En unas de las reuniones que realizamos, activando y empoderando a los hijos en la fe, en las iglesias bajo cobertura, el Espíritu de Dios me llevó a impartir esta palabra en un lugar donde muchos ministerios están estancados, estériles, sin avivamiento y reproducción ministerial. El Señor me ha guiado a anunciarte que: “Hoy se rompe la esterilidad.”
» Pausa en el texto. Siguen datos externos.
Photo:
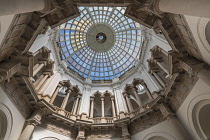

Confiadamente, por la obra del Ungido, le animo a regocijarse y a celebrar, por lo que hará el Señor en su vida. Isaías declaró: Regocíjate, oh estéril, la que no daba a luz; levanta canción y da voces de júbilo, la que nunca estuvo de parto; porque más son los hijos de la desamparada que los de la casada, ha dicho el Señor. Llegó un nuevo tiempo para usted. Mucho serán tus hijos, por decreto del Señor.
En términos científicos, una mujer es estéril cuando no tiene la cualidad de concebir y reproducirse. Así, también hay muchos ministerios hoy en nuestra nación y fuera de ella, que no tienen la capacidad de reproducción. Pero el Espíritu de Dios nos ha dado en las Escrituras varias claves para romper la esterilidad y desatar, en la autoridad del Mesías, una palabra romper toda esterilidad.
La esterilidad en una mujer, (y recordemos que la iglesia no es una institución, sino un organismo, es la esposa del Mesías, no una organización), se produce por varias razones. Una de ellas es el mal funcionamiento de los órganos sexuales. Si el aparato reproductor está dañado, nada se puede hacer. Se necesita entonces un milagro. De igual manera sucede con los ministerios, ellos necesitan que sus “órganos sexuales” estén funcionando para que la reproducción sea posible.
Cuando hablo de órganos sexuales no hablo de métodos sino de sabiduría ministerial necesaria para dejar que el crecimiento, el desarrollo y la reproducción, que es algo natural en los organismos vivos, se lleve a cabo normalmente, y que ninguna acción del hombre la entorpezca.
Con el reino de Dios sucede como con el hombre que siembra semilla en la tierra, que lo mismo da que esté dormido o despierto, que sea de noche o de día, la semilla nace y crece, sin que él sepa cómo (Mr 4:26-29). Y es que la tierra produce por sí misma, pero somos nosotros, el liderazgo de los ministerios, los que entorpecemos y lastimamos el crecimiento que da Dios (1Co 3:6-7). En otras palabras, el crecimiento es natural, debemos aprender cómo cuidarlo y evitar detenerlo.